Transfer of Manufacturing Technology. Upon Hanmi’s written notice to RAPT that Hanmi wishes to initiate transfer of RAPT Manufacturing Technology, RAPT shall and shall cause its Affiliates and RAPT’s possible Third Party manufacturers to disclose and make available to Hanmi or the Affiliate designated by Hanmi, all RAPT Manufacturing Technology that is available in written format on such date (the “Manufacturing Technology Documentation”) as soon as practicable. All such Manufacturing Technology Documentation shall be in the English language, and in sufficient detail and clarity for Hanmi or its Third Party manufacturer to understand and use the manufacturing processes disclosed thereunder. If available in electronic form, the Manufacturing Technology Documentation shall be provided in electronic format. If requested by Hanmi, RAPT shall (and will use Commercially Reasonable Efforts to ensure that any RAPT’s Third Party manufacturer will) reasonably cooperate with Hanmi and provide up to [***] of technical assistance by RAPT’s and RAPT’s Third Party manufacturer’s technical and pilot testing personnel [***] in connection with the transfer and the implementation of such RAPT Manufacturing Technology to and by Hanmi.
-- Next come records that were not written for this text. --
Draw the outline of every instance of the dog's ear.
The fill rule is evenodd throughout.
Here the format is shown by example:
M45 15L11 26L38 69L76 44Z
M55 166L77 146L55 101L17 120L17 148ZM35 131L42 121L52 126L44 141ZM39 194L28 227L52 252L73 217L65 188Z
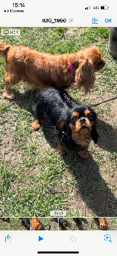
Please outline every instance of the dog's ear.
M75 82L78 88L85 87L85 93L90 92L93 88L95 80L93 64L88 58L79 63L78 68L76 70Z
M95 143L97 143L99 136L99 135L96 130L96 122L95 122L92 127L92 131L91 131L91 137Z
The cost for RAPT employees providing such assistance (including travel costs for RAPT’s employees incurred in connection with on-site visits to the Territory) shall be [***]; provided that [***], in connection with providing such assistance, subject to [***]. Any assistance in addition to such [***] shall be [***]. RAPT shall make Commercially Reasonable Efforts to ensure that the RAPT Manufacturing Technology is fully and adequately transferred to Hanmi with respect to capacity, Product quality, raw materials consumption, and other parameters agreed upon between the Parties in advance. The Parties shall, within [***] after the Effective Date, enter into a Technology Transfer Agreement setting forth further details regarding the transfer of RAPT Manufacturing Technology consistent with this Section 6.3.